A Language Vision Model Approach for Automated Tumor Contouring in Radiation Oncology
Yi Luo, Hamed Hooshangnejad, Xue Feng, Gaofeng Huang, Xiaojian Chen, Rui Zhang, Quan Chen, Wil Ngwa, Kai Ding
TL;DR
This work addresses the critical problem of accurate lung tumor contouring for radiotherapy, especially in low-resource settings where expert availability is limited. It introduces OCC, a two-stage system that pairs a Retina-UNet3D candidate detector with a Language Vision Model-based false positive reducer (GPT-4V) that fuses CT imagery and clinician text (EHR-derived descriptions) to improve contouring precision. The authors develop and test medical language vision prompts to mitigate LVM hallucinations and demonstrate improvements in false discovery rate, false positives per scan, and F1-score on a diverse CT dataset, highlighting potential for scalable, remote expert collaboration. The study suggests significant practical impact for global health equity in radiation oncology by enabling remote expert-guided, text-informed contouring that supports efficient radiotherapy planning in LMICs, while outlining limitations and directions for broader validation.
Abstract
Background: Lung cancer ranks as the leading cause of cancer-related mortality worldwide.
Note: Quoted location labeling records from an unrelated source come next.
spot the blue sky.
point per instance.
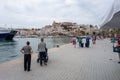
(38, 13)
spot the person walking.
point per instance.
(118, 45)
(27, 51)
(113, 41)
(87, 41)
(42, 51)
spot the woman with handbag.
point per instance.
(118, 45)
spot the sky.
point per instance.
(38, 13)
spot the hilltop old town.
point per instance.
(60, 28)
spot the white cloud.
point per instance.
(43, 12)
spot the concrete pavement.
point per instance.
(68, 63)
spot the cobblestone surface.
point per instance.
(68, 63)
The complexity of tumor delineation, crucial for radiation therapy, requires expertise often unavailable in resource-limited settings. Artificial Intelligence(AI), particularly with advancements in deep learning (DL) and natural language processing (NLP), offers potential solutions yet is challenged by high false positive rates. Purpose: The Oncology Contouring Copilot (OCC) system is developed to leverage oncologist expertise for precise tumor contouring using textual descriptions, aiming to increase the efficiency of oncological workflows by combining the strengths of AI with human oversight. Methods: Our OCC system initially identifies nodule candidates from CT scans. Employing Language Vision Models (LVMs) like GPT-4V, OCC then effectively reduces false positives with clinical descriptive texts, merging textual and visual data to automate tumor delineation, designed to elevate the quality of oncology care by incorporating knowledge from experienced domain experts. Results: Deployments of the OCC system resulted in a significant reduction in the false discovery rate by 35.0%, a 72.4% decrease in false positives per scan, and an F1-score of 0.652 across our dataset for unbiased evaluation. Conclusions: OCC represents a significant advance in oncology care, particularly through the use of the latest LVMs to improve contouring results by (1) streamlining oncology treatment workflows by optimizing tumor delineation, reducing manual processes; (2) offering a scalable and intuitive framework to reduce false positives in radiotherapy planning using LVMs; (3) introducing novel medical language vision prompt techniques to minimize LVMs hallucinations with ablation study, and (4) conducting a comparative analysis of LVMs, highlighting their potential in addressing medical language vision challenges.